A key text concerning anxiety comes from Jesus in Matthew 6: “Therefore I tell you, do not be anxious about your life, what you will eat or what you will drink, nor about your body, what you will put on. Is not life more than food, and the body more than clothing?…But seek first the kingdom of God and his righteousness, and all these things will be added to you.” Have faith. The birds of the air and the lillies of the field do not worry, and we are far more valuable to God than such things. For Bridges, anxiety is sin because it is the opposite of the kind of deep trust in God which should mark the Christian life. To engage in anxiety about situations in our lives is to disbelieve that God is providentially in control of our lives: “…we tend to focus on the immediate causes of anxiety rather than remembering that those immediate causes are under the sovereign control of God.”

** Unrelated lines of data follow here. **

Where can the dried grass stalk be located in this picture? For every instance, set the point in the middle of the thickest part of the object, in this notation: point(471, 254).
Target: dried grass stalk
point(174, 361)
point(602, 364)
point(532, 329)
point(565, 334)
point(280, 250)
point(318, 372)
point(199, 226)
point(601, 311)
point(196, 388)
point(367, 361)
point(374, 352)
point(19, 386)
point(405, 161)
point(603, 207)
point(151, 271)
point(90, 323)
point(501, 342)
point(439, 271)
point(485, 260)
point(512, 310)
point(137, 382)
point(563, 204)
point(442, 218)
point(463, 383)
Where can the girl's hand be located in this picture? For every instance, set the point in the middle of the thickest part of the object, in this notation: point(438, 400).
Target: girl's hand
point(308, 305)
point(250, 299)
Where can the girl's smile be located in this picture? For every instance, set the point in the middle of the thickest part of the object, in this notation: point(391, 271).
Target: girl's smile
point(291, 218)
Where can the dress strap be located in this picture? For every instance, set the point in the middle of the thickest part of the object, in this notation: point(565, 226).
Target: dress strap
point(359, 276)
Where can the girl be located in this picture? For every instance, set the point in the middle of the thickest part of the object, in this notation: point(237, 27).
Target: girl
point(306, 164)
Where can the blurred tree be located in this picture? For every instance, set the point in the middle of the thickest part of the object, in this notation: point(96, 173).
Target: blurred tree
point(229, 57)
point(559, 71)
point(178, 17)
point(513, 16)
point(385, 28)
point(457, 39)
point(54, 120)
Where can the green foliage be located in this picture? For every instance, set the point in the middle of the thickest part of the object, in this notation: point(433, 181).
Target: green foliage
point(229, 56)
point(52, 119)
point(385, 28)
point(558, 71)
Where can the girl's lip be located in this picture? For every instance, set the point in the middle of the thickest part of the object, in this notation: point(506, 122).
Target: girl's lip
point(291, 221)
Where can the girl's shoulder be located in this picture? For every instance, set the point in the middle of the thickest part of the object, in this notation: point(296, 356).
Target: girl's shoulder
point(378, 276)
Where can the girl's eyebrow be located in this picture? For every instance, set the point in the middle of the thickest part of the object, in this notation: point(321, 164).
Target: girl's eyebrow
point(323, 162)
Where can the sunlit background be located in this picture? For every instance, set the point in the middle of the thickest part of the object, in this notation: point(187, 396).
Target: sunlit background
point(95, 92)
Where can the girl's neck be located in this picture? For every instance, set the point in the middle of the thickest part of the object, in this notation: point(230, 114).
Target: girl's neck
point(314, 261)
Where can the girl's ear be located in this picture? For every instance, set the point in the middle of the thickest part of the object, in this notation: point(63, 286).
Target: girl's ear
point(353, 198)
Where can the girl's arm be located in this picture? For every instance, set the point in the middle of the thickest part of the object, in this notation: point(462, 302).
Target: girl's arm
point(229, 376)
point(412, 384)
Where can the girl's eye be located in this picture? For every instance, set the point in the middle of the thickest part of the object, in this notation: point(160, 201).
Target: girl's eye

Frustration varies from anxiety because it “usually involves being upset or even angry at whatever or whoever is blocking our plans.” To battle this sin, Bridges turns to Psalm 139:16: “All the days ordained for me were written in your book before one of them came to be.” To say that our days are ordained is also to say that none of the occurrences of our days is a surprise to God; he is working out his purposes for our lives through all of the things we experience on a day-to-day basis. Living with faith means, in part, asking God “if there is something I need to learn, or if there is something I need to be attentive to. Sometimes God uses events that tempt us toward frustration to get our attention, or even to push us further in an area we need to grow in.”
I think that we need to exhibit balance in this teaching. On the one hand, we should be vigilant against sinful varieties of anxiety and frustration. If these things lead us to anger towards God or a failure of love towards neighbor, then we know that we have crossed the boundary. On the other hand, anxiety and frustration will follow us all to some extent through life in a fallen world. And for this kind of anxiety, the answer is not so much forgiveness from God as it is healing from God. The good news is that God can bring this healing into our lives, even as he can forgive us for our sinful anxiety and frustration.
Does it challenge you personally to conceive of anxiety and frustration as sin? Why or why not? Have you clearly experienced sinful forms of these common things? What helpful tips have you developed to help you when you are experiencing anxiety?